Call of Kerberos: Twilight of Kerberos, The - Jonathan Oliver Page 0,68

torment they were in.

The creatures got stiffly to their feet as they changed, their toes elongating and sprouting vicious-looking talons that dug into the seabed; their jaws shattered and then slowly reformed, their mouths now lined with long sharp teeth. As the glowing nodes fell away from the creatures' faces, Silus knew exactly what he was looking at.

Chadassa.

The newly birthed Chadassa moved through the rubble, dispatching any of the survivors too weak or gravely wounded to make the change. As they experienced their first kills, Silus could sense their joy. Part of him - for the briefest of moments - even shared in it, but he bit down on this dangerous lust, burying it deep.

See the birth of the emissaries of the Great Ocean. See the first tentative steps of your kin.

Silus wouldn't have called their steps tentative. The Chadassa strode through the broken city killing anything that was not their own kind.

Now witness the rise of the Chadassa.

A great war followed, a wave of destruction wrought across the ocean by this fledgling race, Calma city after Calma city falling to their relentless onslaught.

But there was some resistance. Through necessity the Calma had to learn the art of war, but such a talent did not come naturally to a race who had lived in peace for most of their lives. Mistakes were made, more of their cities were lost and by the time they began to fight back with anything like success, their populous had been decimated.

Some Calma, in their desperation to save themselves, crawled onto land. But they soon found their hides drying out and cracking under the onslaught of the merciless sun.

The inhabitants of Twilight decided to take mercy on them.

Silus saw the shores of NĂ¼rn strewn with the bodies of Calma. Moving amongst them were lithe figures with pale skin and almond eyes the colour of Kerberos. Silus realised that they were elves - that ancient and beautiful race that had been dead for millennia - and, as the creatures of legend began to sing, he saw the birth of the human race.

Under the influence of the elven magic the Calma began to change where they lay. Their scales lost their sheen, gaining the soft pastel colours of flesh, their limbs shortened as hands and feet began to form, their tails withdrew into their bodies, their gills closed up and their jaws realigned as hair sprouted from newly shaped skulls. All along the Twilight coast the human race took their first breath and, looking up at Kerberos, they let loose their first cry.

With the change wrought, the elves sang one last song. The song of forgetfulness.

All knowledge of their brethren in the sea was lost to the human race. They forgot the Calma - their legends and culture - and began to form their own communities.
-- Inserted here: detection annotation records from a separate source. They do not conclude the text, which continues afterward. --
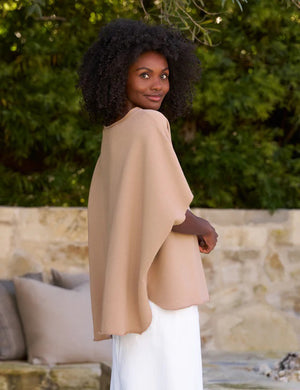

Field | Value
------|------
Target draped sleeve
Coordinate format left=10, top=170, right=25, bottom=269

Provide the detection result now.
left=88, top=108, right=193, bottom=340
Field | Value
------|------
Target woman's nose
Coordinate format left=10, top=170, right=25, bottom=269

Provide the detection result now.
left=151, top=77, right=162, bottom=91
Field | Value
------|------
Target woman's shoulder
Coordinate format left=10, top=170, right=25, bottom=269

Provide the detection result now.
left=132, top=108, right=169, bottom=134
left=135, top=108, right=168, bottom=124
In saving them, the elves had severed their roots. But they were satisfied that they had at least partly turned the tide of genocide. Only the few Calma who remained below the waves knew the truth concerning the human race and they guarded the secret as they continued to evade the attentions of the Chadassa.

However, it didn't take long for the Chadassa to find out the truth.

Silus watched as the sea demons built their empire on the ruins of the Calma's, growing in strength and breeding with an alarming rapidity. From infants, their growth to maturity took only a couple of years, and they began to reproduce almost as soon as they had shed their youth. Soon they ruled their submarine world with a ruthless efficiency, exploiting the ocean's resources, devastating whole swathes of seabed in the building of their cities.

As the centuries passed, the Chadassa began to feel that the conquest of Twilight's seas had not been enough. Jealously regarding the land that had been denied to them, they began to mobilise for an invasion.

As they strode from the waves, however, the Chadassa found that the humans had lost the Calma's propensity for peace, and they fought with an unbridled ferocity that matched the Chadassa's own.

There was, however, an even greater impediment to the Chadassa's plans for conquest of land.

As the Chadassa fought on the surface they soon found themselves sickening. They tried to fight on, but after only a brief time their bodies' shortcomings forced them to retreat back beneath the waves.

For generation after generation my creations brooded on their inadequacies, but despite their pleas to me I could not intervene. The voice of the Chadassa god told Silus.